PCT measured in umbilical cord blood appears to be a sensitive and specific marker of antenatal infection, with high positive and negative predictive values. It also presents good positive and negative likelihood ratios, and appears to be more reliable than CRP. Focusing on PCT concentrations in umbilical cord blood before the physiological increase or an eventual respiratory or haemodynamic failure makes interpretation of the diagnostic value of PCT concentration easier.5 On the other hand, the limitation of such an early PCT measurement is that it does not allow the detection of “late” maternofetal infection related to perpartum or postnatal contamination.

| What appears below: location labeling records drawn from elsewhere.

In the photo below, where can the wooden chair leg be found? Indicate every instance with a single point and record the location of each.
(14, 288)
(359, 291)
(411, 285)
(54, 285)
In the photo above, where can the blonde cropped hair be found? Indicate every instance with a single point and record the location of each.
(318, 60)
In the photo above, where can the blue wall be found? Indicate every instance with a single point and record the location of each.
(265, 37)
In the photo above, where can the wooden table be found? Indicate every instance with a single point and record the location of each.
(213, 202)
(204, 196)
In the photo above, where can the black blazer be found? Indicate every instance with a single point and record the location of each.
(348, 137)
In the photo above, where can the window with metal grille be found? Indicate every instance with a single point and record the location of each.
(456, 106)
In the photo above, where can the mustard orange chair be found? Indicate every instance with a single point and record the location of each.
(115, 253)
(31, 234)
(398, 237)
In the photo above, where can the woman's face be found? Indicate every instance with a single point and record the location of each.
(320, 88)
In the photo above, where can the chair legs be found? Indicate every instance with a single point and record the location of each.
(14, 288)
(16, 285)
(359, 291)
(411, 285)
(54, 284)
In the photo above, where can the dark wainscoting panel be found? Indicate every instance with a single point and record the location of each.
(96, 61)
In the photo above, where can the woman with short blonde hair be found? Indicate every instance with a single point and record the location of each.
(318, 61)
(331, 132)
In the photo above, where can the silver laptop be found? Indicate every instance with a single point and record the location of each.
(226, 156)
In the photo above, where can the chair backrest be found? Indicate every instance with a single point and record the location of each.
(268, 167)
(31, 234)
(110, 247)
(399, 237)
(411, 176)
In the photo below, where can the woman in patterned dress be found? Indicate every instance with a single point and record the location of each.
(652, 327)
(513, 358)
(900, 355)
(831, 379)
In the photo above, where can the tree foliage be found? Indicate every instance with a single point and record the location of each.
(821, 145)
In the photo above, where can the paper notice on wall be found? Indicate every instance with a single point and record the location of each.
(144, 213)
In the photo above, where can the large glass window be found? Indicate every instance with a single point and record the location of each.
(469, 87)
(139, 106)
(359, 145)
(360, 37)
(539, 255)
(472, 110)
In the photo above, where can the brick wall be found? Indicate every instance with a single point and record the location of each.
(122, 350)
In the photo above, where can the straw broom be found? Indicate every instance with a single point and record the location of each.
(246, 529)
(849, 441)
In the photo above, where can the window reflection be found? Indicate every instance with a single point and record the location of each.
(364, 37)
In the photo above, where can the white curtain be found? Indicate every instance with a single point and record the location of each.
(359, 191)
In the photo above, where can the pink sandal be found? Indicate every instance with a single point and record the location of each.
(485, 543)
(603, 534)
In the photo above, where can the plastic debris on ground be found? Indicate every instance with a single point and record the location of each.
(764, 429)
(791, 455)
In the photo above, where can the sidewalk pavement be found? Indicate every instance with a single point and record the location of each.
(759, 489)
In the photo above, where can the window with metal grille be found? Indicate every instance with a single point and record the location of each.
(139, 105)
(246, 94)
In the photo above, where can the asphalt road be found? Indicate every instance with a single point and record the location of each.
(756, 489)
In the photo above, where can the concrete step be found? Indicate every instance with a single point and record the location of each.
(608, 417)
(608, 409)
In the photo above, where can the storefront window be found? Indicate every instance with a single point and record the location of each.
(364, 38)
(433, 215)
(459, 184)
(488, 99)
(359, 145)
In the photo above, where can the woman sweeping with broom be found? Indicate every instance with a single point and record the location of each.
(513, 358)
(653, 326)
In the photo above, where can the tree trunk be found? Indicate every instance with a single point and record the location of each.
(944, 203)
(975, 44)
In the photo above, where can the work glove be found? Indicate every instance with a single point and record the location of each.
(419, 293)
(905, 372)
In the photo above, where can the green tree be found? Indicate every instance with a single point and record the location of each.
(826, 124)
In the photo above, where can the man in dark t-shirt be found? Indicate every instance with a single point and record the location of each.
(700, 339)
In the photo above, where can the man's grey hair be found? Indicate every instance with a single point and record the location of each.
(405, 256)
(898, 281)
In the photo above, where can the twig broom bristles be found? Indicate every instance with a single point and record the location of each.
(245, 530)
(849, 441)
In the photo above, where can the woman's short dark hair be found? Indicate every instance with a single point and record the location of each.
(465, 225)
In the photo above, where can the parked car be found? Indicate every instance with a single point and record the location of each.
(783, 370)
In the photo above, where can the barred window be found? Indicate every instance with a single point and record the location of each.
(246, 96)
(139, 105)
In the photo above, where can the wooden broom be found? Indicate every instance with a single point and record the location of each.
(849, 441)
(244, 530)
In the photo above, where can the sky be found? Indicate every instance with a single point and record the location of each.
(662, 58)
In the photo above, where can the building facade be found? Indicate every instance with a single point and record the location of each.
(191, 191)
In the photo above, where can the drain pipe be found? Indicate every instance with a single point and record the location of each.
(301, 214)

In clinical practice, PCT measurement in umbilical cord blood should be useful for the early detection of infected neonates, and its good negative predictive value should result in a reduction in the number of patients treated unnecessarily. In particular, PCT measurement should allow the clinician to distinguish infections from simple colonisations. Interestingly, PCT seems to be present in full term and preterm neonates. This reduction in antibiotic prescriptions would represent a direct advantage for neonates, because of the potential toxicity of antibiotics, and an indirect ecological advantage, by reducing antibiotic selection pressure. Although the specificity and negative predictive value for PCT in this study were correct and precisely evaluated with a confidence interval of 1%, the number of infected patients was too small to provide definitive sensitivity and positive predictive value. Although these rapid tests look promising, our results, obtained in a relatively small number of neonates, should be confirmed by a properly designed trial to confirm that PCT is a useful tool for diagnosing sepsis in newborn infants.